I've been awake since 3am. It's now 10am. I don't sleep much. How do you think I catch all the Sleep Talking Jay tidbits? I'm one of those people who doesn't have any trouble falling asleep, I can't stay asleep. I can't shut my brain off.
I rethink/over think/pre-think everything and anything on top of worrying about anything & everything. I think about how I should have handled something. I think about things that bother me or have hurt me. I think about how things should be, well how I would like things to be anyway. Needless to say, with being unemployed, I don't get a lot of sleep. That's why I've been up for 7 hours already. Anyway.....
I'm loving the Career Center. I've met a lot of nice people, including Windy. He's grown on me. We all seem to help each other learn. I especially like Dorothy, the teacher, a lot. She's just wonderful. I've noticed a few things about the Career Center though.
There isn't enough of Dorothy to go around. There are some student helpers in the class but it's still not enough. There are a couple of people learning to read, write & speak English. Dorothy is helping others get ready for the GED exam. Then there are people learning computer type "stuff". It's as basic as learning to use a computer because some people don't even know how to do that to people like me who are brushing up on regularly used programs & learning new programs. But I also noticed something else yesterday....
I sat next to a woman who usually sits a couple of computers away from me. We have assigned work stations, because folders are set up for us. I'm not going to mention her name just because it isn't necessary. As we were talking, mostly her, I realized that her self confidence is non-existent. I know how it feels to lose a job. I know what it's like to feel worthless. The difference, and it maybe it has to do with being younger, but I know it will get better. Yes, I have had my "funks" and I still do. But I haven't let it beat me down. In talking, I believe that is what happened to her. I believe that is what has happened & still happening with people who have lost their jobs. So instead of working on my program, I spent the time helping her....and talking.

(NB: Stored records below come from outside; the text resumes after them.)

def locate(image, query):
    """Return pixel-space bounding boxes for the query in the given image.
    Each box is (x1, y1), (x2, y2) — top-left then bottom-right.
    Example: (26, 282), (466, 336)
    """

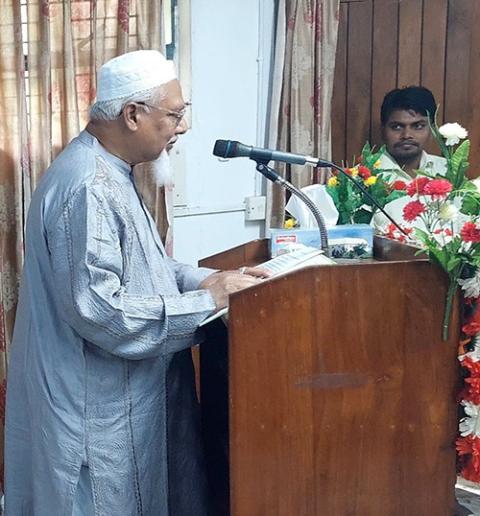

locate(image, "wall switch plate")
(245, 195), (266, 220)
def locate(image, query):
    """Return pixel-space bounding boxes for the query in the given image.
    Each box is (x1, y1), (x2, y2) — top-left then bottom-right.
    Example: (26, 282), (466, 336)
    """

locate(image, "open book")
(199, 244), (335, 326)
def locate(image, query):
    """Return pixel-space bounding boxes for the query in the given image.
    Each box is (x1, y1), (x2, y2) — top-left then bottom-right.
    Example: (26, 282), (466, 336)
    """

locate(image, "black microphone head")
(213, 140), (238, 158)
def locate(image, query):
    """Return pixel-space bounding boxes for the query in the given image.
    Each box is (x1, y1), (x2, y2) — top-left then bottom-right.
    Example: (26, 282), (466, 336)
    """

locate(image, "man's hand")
(200, 267), (271, 310)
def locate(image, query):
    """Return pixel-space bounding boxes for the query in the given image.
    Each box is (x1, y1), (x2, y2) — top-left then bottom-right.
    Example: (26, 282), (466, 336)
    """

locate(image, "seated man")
(374, 86), (447, 230)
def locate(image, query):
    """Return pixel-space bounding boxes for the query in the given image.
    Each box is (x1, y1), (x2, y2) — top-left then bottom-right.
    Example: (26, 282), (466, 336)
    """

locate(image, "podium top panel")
(199, 236), (427, 269)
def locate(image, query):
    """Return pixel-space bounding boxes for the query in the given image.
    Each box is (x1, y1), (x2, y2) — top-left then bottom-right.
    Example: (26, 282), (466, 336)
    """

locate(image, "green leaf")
(385, 190), (407, 204)
(353, 208), (373, 224)
(460, 191), (480, 215)
(451, 140), (470, 174)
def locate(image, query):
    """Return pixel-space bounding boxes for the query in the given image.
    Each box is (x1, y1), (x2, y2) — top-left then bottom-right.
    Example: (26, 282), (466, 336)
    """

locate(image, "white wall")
(173, 0), (274, 264)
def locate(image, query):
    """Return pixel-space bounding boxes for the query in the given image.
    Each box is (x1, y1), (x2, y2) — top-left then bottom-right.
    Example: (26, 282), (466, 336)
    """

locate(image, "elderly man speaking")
(5, 50), (266, 516)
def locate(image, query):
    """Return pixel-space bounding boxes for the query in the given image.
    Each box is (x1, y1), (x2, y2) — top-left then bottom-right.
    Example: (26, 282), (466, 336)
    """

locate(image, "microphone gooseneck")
(257, 162), (330, 256)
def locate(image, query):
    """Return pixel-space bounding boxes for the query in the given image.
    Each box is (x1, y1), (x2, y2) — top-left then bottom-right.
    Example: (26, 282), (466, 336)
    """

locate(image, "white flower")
(438, 202), (458, 221)
(438, 122), (468, 146)
(458, 269), (480, 298)
(459, 401), (480, 437)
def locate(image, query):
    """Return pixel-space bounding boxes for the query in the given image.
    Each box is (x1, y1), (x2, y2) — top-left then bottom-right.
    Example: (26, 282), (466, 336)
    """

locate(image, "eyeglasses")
(136, 102), (192, 127)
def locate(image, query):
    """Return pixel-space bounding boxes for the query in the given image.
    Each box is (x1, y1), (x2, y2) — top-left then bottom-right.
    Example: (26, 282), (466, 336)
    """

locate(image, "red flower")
(423, 179), (452, 197)
(403, 201), (425, 222)
(407, 176), (430, 197)
(460, 222), (480, 242)
(358, 165), (372, 179)
(392, 180), (407, 190)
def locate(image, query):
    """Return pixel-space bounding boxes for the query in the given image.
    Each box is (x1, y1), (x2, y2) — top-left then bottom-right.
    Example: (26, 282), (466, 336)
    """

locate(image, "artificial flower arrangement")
(327, 143), (406, 224)
(376, 120), (480, 482)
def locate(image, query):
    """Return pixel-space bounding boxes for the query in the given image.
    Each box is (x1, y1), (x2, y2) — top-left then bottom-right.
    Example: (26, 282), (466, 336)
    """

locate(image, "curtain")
(0, 0), (28, 484)
(267, 0), (339, 227)
(0, 0), (166, 488)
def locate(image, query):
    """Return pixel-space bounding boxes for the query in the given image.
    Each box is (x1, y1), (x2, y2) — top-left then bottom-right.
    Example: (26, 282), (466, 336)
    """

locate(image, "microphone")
(213, 140), (330, 167)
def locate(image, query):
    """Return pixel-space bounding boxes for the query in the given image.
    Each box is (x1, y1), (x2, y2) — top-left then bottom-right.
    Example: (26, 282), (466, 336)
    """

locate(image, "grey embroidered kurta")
(5, 131), (215, 516)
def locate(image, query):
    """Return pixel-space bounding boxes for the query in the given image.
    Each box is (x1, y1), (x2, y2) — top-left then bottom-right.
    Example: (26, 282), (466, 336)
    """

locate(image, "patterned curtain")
(0, 0), (167, 488)
(267, 0), (339, 227)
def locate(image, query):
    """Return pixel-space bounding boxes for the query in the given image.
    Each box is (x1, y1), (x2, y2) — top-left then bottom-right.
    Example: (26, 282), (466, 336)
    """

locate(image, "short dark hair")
(380, 86), (437, 125)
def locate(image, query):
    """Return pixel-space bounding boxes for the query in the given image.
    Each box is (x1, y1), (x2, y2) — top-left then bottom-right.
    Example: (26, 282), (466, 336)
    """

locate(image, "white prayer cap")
(97, 50), (177, 102)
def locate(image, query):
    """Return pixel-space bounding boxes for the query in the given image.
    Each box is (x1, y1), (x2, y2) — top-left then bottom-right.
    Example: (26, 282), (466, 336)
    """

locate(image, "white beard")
(152, 149), (173, 186)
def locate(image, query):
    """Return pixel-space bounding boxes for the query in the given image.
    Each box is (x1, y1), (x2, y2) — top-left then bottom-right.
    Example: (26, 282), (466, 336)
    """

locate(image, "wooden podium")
(200, 239), (459, 516)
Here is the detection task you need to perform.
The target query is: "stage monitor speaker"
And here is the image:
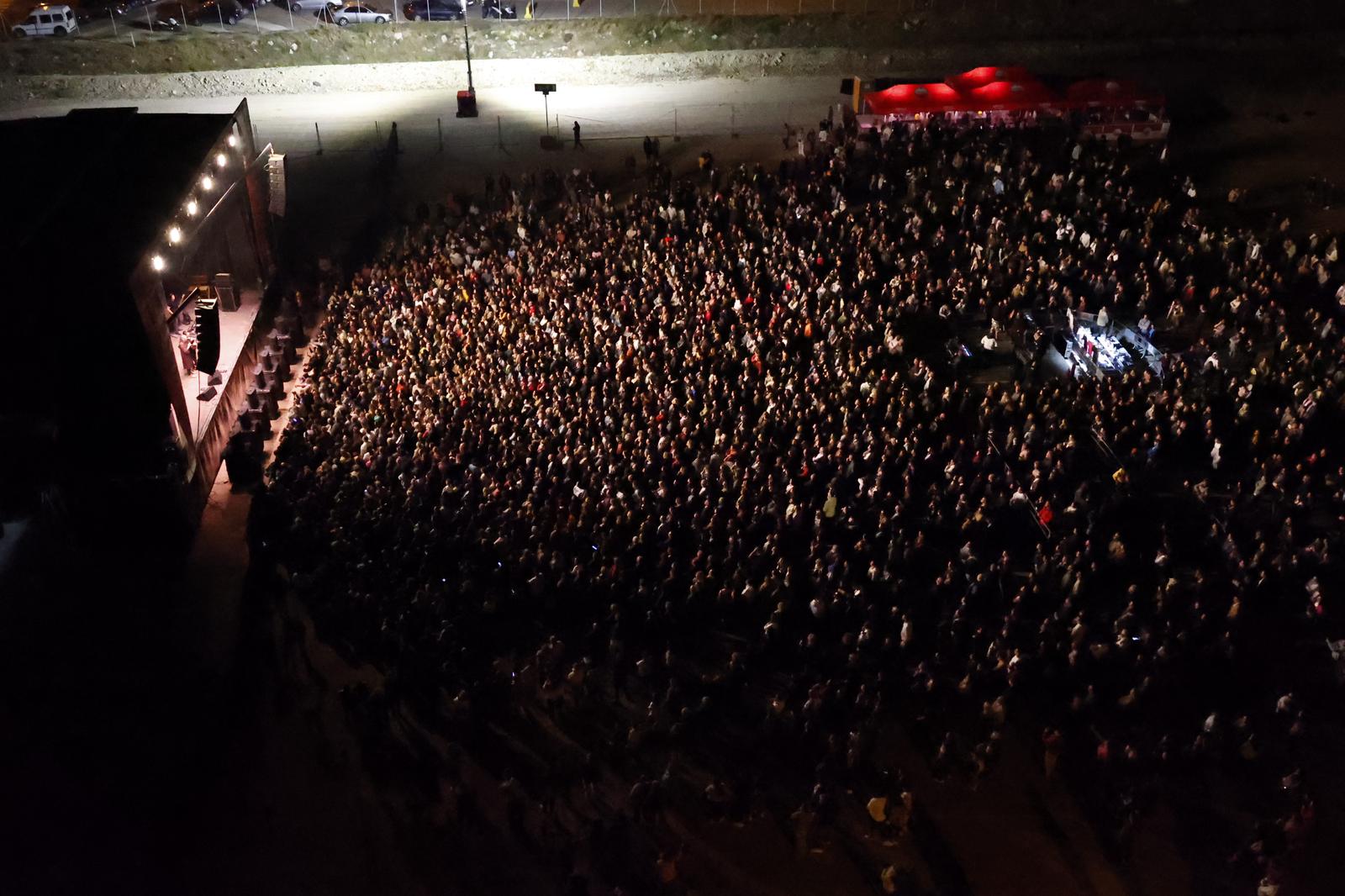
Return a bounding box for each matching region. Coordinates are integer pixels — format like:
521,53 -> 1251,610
197,298 -> 219,374
215,275 -> 238,311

I showed her how to log on to a website & search for a job. I helped her apply for a job by helping her write a cover letter, explaining that her email doubled as a cover letter. I showed her how to use her flash drive. I showed her how to organize her email better. She asked me to teach her how to text, her kids don't want her to know how, but she feels she should so I helped her with that. All the while we talked. She kept telling me she feels so lost & confused. I know that has to do with her confidence level. I told her that no matter what, she's not going to ruin anything, sometimes mistakes happen, but everything is fixable. She just has to try. To keep trying and to never stop trying.
She was in really good spirits when she left for the day. Pat (Windy) told me it was really nice that I helped her. Ironically, 2 days before that, I was helping him with PowerPoint & he said he learned more in the time with me than he did on his own. When I was done with what I was doing I asked Dorothy if I could talk with her for a few moments.
Possibly a little ballsy on my part, but I wanted to talk with Dorothy about the Career Center and if they had anything in place to help with self confidence & basic skills in preparation of applying/getting jobs. Let me digress for a moment......
I figured out a long time my purpose on this earth is to help people. I just haven't know in what capacity. It's now starting to present itself to me. I knew way back, when I worked in the group home my purpose. As staff, we each were a Primary Mentor to one kid in the group home. The first one I had felt she was entitled to have me buy things for her & she'd be nice to me. Guess what? That didn't work out so well. She eventually ran away & I was assigned a new girl. We did fun things together but we also did important stuff too. I would take her to get applications for jobs & help her fill them out & helped her follow up on them. We would have important talks. She was preparing to go back home to live with her mom, but she didn't get along with her step dad. I told her to have a talk with him about finding some peaceful agreement, that they both loved her mom. They talked and when she went home, everything was working out great.
I've always thought about how well she did. It also occurred to me that there are things not learned in any school. Nothing in place to help confidence and self esteem. So that's what I talked with Dorothy about. I have some ideas and I shared them with her. Do you know what she told me? She told me to write out how things could be presented & discussed in a tactful way!!! Me!!! I'm rather excited! This will be good for me for a lot of reasons.